Au moins 12 hommes politiques ou hauts dirigeants iraniens, dont deux députés récemment élus, sont morts de la maladie en Iran.
Fariborz Raïs-Dana, analyste économique et militant politique, a également succombé au virus lundi à l'âge de 71 ans, après avoir été hospitalisé six jours, a rapporté l'agence semi-officielle Isna. Écrivain et universitaire, titulaire d'un doctorat de l'économie de l'École d'économie et de sciences politiques de Londres, il avait été emprisonné par le passé pour "propagande contre le système".

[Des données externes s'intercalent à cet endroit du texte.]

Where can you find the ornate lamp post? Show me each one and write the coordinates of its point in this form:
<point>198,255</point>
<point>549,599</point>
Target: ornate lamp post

Le pays s'efforce de contenir la propagation du nouveau coronavirus, alors que selon le dernier bilan annoncé dimanche, la maladie Covid-19 a tué au moins 724 personnes, sur un total de 13.938 cas d'infection. Le nombre de patients infectés par le virus recensé en Iran ne cesse d'augmenter depuis l'annonce du premier décès de la maladie, le 19 février, dans la ville sainte chiite de Qom. Selon le ministère de la Santé, l'augmentation du nombre de cas confirmés est dû à l'intensification des échantillonnages et tests dans les laboratoires. Il a également indiqué que de nombreux patients commencent à présenter des symptômes quelques jours après la contamination.
Contrairement aux autres pays lourdement touchés par la maladie, l'Iran n'a pas tenté de mettre en quarantaine les régions contaminées par la maladie. La République islamique a pourtant pris d'autres mesures préventives : elle a fermé le Parlement, a interdit aux pèlerins de se rassembler sur une tombe sainte et a reporté le deuxième tour des élections législatives.
Les autorités ont appelé à plusieurs reprises la population à respecter les directives du ministère de la Santé et à rester chez eux pour empêcher la propagation du coronavirus.